Version du 4 février 2021 à 10:05

Conseil municipal, Conseil de communauté, Gericht, Rat, Tribunal de village

D’abord émanation du pouvoir seigneurial, le conseil de communauté devient, à la fin du Moyen Âge et à l’époque moderne, l’organe de décision délibérant et agissant en corps au nom de la communauté d’habitants.

Dans une province de forte tradition communautaire comme l’Alsace, le Gericht peut donc être considéré comme une forme d’émanation et de délégation de l’assemblée des habitants. Certains d’entre eux sont très anciens, comme celui de Geudertheim (1497) qui fournit l’un des exemples les plus précoces d’une communauté de village ou universitas. Théoriquement renouvelé tous les ans (parfois tous les trois ans comme à Ittenheim-Handschuheim), il obéit à un mode de recrutement fort variable selon les cas, puisque ses membres – jurés, échevins, Geschworene, Schöffen – sont tantôt nommés par le seigneur, tantôt élus par la communauté, tantôt cooptés par les membres sortants, ce qui, dans ce dernier cas, permet d’instaurer une certaine rotation dans l’exercice des responsabilités locales. Lors de sa mise en place (Aussatz), les échevins sont appelés à prêter serment et les statuts du village (Dorfordnung) sont lus publiquement au cours de cette première séance. Le Gericht se réunit, au son de la cloche, trois ou quatre fois par an, à la Gemeinstube sur convocation du Weibel.

Ses attributions sont à la fois d’ordre administratif et judiciaire. Dans son acception administrative, cette institution remonte aux premiers établissements germaniques en Alsace. Les échevins édictent des règlements et délibèrent essentiellement sur des questions relatives au respect de l’ordre public (Dorffrieden) et à l’organisation du terroir (droits et servitudes, gestion des biens communaux, Allmende et, éventuellement des Markgenossenschaften), même si la tenue régulière de procès-verbaux n’apparaît que tardivement. Sur le plan judiciaire, le Gericht fait fonction de tribunal de simple police, statuant en basse justice au civil et au criminel : la dénomination d’Urteilsprecher, que laDorfordnung de Habsheim attribue aux échevins, parle d’elle-même. Le droit ainsi promulgué se différencie de celui de la justice colongère, dite Hofrecht, qui émane d’une seigneurie plus foncière que territoriale et dont témoignent les coutumiers ou Weistümer. Mais le fait que les deux institutions soient différentes par essence ne signifie pas que le Gericht ne puisse pas bénéficier de l’expérience acquise par les cours colongères.

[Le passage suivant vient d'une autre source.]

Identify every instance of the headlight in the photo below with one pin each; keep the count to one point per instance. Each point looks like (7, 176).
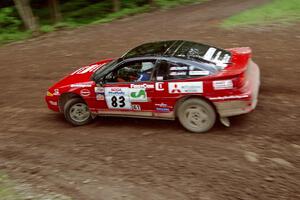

L’appel des décisions du Gericht se fait auprès du seigneur du lieu représenté par le bailli (Vogt) ou, pour les villages impériaux, auprès du Landvogt qui sont les autorités de tutelle de la communauté. Voilà qui pose le problème de la plus ou moins grande dépendance de cette dernière à l’égard du seigneur. En effet, deux influences contradictoires s’exercent à l’administration villageoise : celle du seigneur s’imposant de toute ancienneté et celle d’une communauté défendant de plus en plus vigoureusement son autonomie, entre le XVIe et le XVIIIe siècle, et qui prend garde, dès lors qu’elle échappe à l’emprise seigneuriale, de ne pas tomber sous la dépendance d’un intendant centralisateur, toujours prêt à profiter de la situation financière désastreuse des communautés. En principe, aucune décision ne peut être prise sans l’assentiment du seigneur, mais ce dernier, rarement présent aux réunions du Gericht, se désengage peu à peu de la vie communale, renforçant du fait même la personnalité juridique du conseil de communauté et laissant libre cours à son émancipation progressive, engagée dans les villes dès le XIIIe siècle et fondement de l’autogestion communale. Même si la consolidation de la communauté rurale, dans l’espace germanique, remonte aux XIVe et XVe siècles, c’est lors de la constitution des principautés territoriales et de l’avènement des Etats modernes que l’institution seigneuriale se trouve peu à peu phagocytée par le pouvoir communal : c’est donc entre le XVIe et le XVIIIe siècle que l’antique tribunal seigneurial finit de se muer en conseil de communauté plus ou moins autonome.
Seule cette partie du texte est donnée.